Jussi Ängeslevä is a designer, an artist and an educator. From April 2020 until October 2021 he was Professor for Internet of Things at the Einstein Center Digital Future (ECDF) and the University of the Arts Berlin. Jussi Ängeslevä is involved in the field of new media, working with digital materiality and interaction design.
His professional history is defined by being between fields; Between art and technology and between academia and industry: Creating intuitive interactive spatial experiences for museums and commercial clients and researching the experiential qualities of different interaction technologies. „My work in creating public space media installations require instant and intuitive understanding for “newbie” users”, he says. This often works best when the perceived interface concept tightly couples with the technological sensing system controlling it. The more present the hardware, the better. “As a hacker by heart, I strive for finding opportunities in leveraging the essence of the existing, and expanding it with the new, ideally with minimal effort and maximum effect”, he mentions.
During his research at the ECDF he will explore the Internet of Things primarily focussing on the digitally expanded everyday things – How the things relate to us as individuals and users, how we interact, associate meaning into these objects and weave them to be integral parts of our everyday lives. “Approaching the topic from a design perspective, the experimental, aesthetic and narrative will play a central role in my research”, he says.

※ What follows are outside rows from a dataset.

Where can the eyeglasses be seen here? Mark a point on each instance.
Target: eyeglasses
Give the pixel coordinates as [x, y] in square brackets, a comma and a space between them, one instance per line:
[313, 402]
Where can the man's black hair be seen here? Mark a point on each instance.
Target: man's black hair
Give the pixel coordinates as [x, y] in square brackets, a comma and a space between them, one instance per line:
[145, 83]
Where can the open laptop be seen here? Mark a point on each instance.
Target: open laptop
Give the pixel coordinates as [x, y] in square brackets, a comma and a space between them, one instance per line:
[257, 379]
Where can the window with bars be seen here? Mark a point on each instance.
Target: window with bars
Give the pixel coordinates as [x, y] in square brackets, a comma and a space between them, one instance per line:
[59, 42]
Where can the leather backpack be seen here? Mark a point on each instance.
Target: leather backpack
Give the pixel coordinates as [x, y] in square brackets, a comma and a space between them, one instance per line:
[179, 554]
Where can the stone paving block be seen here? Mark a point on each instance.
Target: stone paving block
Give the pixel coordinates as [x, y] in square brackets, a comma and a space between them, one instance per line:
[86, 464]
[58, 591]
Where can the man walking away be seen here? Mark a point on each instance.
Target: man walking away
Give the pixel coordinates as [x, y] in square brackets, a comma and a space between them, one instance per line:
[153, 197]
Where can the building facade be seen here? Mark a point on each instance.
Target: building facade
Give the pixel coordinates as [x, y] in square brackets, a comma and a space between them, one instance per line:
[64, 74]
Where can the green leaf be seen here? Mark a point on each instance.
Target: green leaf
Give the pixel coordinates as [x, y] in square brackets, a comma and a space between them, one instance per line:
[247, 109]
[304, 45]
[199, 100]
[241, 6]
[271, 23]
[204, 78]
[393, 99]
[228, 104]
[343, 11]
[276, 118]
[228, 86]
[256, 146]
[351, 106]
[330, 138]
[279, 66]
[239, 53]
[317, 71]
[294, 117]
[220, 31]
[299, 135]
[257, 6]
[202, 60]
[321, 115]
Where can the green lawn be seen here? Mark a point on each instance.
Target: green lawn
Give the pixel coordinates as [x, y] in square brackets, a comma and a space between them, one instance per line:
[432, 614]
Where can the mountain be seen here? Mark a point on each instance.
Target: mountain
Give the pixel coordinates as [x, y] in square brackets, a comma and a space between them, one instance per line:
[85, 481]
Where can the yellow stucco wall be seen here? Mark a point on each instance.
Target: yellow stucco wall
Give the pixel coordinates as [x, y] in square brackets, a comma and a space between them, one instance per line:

From his perspective experimental, iterative design and prototyping can help understand how to design networkedness to everyday artifacts. “Shifting between technical, functional, narrative and aesthetic representations of networked objects, we can speculate on the future possibilities and desirability, or meaningfulness of such things. When objects are augmented with digital behaviour we do not only use them, but have a relationship with them through interaction”, he says. Through design exploration, speculation and creating working prototypes, his work focuses on the meaning making possibilities and strategies of such digital-analogue things.
Instead of looking at the optimization potential of smart cities, smart buildings, or the industrial internet, Jussi Ängeslevä intends to focus on the ways in which networked everyday objects can be designed to not only automate, simplify or optimize our lives, but how the digital behaviour, in short and long term can grow into personal meaning and relationships with the objects.
Jussi Ängeslevä is looking forward to the collaborations with other professors at the ECDF: “The Center provides a fantastic network to work together with the experts of different fields addressing the challenges of designing everyday networked objects.”